Azione Civile ha definito sconcertante la concessione della garanzia sul prestito della Sace ad un’azienda non più italiana e non garantisce nel Paese nuovi investimenti (anzi, li dirotta altrove) e il mantenimento dei livelli occupazionali e attacca «il silenzio del governo italiano e dei rappresentanti istituzionali locali dei territori coinvolti» (Campania, Basilicata e Abruzzo), definito «gravissimo e inaccettabile». «È ora invece – secondo il movimento guidato dall’ex pm e oggi avvocato antimafia - che lo Stato italiano cominci a pretendere dall’ex FIAT il rispetto del Paese e dei lavoratori, chiedendo finalmente (con decenni di ritardo ma meglio tardi che mai!) il conto delle miliardi di lire e milioni di euro che nei decenni sono stati regalati alla società della famiglia Agnelli. Mostrando quella schiena dritta che non c’è mai stata, piegata com’è stata la classe dirigente (anche qui le virgolette non sono casuali) di questo Paese ai loro desiderata. La fuga definitiva dall’Italia è sconcertante, inaccettabile il prezzo che gli italiani rischiano di dover pagare».

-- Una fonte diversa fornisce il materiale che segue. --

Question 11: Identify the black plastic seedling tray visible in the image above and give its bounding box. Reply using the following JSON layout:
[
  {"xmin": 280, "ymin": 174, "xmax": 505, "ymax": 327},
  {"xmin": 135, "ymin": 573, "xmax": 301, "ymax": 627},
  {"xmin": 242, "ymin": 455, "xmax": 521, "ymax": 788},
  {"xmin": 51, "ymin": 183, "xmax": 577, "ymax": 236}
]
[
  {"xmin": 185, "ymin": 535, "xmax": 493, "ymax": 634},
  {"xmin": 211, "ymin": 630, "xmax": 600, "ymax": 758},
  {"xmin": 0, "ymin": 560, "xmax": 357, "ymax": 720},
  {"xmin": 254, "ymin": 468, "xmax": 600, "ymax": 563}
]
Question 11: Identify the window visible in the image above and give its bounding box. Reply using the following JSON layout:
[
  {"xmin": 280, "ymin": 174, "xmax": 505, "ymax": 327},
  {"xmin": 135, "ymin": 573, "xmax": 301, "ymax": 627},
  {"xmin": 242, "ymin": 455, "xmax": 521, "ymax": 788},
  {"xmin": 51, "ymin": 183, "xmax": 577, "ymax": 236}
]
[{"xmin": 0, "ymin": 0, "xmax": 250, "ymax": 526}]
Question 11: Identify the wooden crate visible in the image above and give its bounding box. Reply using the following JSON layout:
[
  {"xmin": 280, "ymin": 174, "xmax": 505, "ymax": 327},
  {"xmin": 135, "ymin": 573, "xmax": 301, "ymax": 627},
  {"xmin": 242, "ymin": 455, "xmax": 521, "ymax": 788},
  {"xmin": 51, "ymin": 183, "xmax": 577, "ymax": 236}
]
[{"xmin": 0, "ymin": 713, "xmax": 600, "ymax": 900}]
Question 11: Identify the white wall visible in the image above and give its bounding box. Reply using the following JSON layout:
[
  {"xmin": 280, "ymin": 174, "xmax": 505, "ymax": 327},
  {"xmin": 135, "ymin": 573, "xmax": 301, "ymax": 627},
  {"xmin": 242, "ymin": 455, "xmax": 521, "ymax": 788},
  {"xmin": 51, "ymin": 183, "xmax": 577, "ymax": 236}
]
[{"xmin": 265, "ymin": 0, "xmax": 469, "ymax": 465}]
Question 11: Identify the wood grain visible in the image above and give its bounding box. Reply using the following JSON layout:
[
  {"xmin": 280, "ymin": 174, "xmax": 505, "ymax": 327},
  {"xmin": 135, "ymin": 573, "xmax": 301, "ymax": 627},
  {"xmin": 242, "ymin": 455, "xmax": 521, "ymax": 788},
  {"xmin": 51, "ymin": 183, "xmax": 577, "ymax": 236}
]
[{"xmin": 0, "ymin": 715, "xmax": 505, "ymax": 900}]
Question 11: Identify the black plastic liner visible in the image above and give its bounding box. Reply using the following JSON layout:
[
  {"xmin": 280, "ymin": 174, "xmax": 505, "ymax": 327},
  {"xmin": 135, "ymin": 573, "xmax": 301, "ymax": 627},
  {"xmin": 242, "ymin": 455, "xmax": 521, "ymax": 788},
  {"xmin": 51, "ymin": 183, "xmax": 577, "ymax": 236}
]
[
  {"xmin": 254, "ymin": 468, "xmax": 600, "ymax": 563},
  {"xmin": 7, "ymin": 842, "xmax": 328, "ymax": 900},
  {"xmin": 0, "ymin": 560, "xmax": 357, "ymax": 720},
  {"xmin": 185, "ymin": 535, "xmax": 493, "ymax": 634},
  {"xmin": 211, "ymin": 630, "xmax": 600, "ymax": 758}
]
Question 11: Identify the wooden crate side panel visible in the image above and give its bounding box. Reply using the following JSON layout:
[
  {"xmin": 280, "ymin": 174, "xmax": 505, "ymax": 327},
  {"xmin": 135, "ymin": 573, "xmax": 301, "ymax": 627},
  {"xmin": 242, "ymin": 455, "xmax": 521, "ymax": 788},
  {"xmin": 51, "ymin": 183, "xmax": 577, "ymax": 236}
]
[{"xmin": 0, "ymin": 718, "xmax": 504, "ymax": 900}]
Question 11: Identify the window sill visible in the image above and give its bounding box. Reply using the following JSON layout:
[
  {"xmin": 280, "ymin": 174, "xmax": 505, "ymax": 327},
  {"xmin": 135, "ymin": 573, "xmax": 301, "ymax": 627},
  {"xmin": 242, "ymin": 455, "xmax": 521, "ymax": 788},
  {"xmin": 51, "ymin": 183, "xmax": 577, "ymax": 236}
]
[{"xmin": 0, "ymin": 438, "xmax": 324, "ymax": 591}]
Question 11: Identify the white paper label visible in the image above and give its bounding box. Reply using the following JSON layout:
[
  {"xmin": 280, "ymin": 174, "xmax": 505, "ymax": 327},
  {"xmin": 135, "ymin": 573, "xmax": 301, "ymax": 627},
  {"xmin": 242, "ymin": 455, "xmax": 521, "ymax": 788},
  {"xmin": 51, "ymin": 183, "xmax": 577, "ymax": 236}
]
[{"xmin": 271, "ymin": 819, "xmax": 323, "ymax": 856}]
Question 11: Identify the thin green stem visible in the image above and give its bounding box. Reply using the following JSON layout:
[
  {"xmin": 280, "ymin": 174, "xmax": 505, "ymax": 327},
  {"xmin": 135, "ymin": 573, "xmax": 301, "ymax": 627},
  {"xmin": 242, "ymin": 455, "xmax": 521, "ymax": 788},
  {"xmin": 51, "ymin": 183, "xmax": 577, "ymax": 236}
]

Il 14 settembre il responsabile dell'area progettazione, sviluppo, produzione, distribuzione e vendita di FCA Pietro Gorlier, in occasione della presentazione del progetto Vehicle-to-grid (V2G), realizzato assieme a Engie Eps e Terna, ha definito solo voci inspiegabili i timori e sottolineato che FCA in Italia sarebbe pronta a nuovi investimenti soprattutto su Torino e Mirafiori.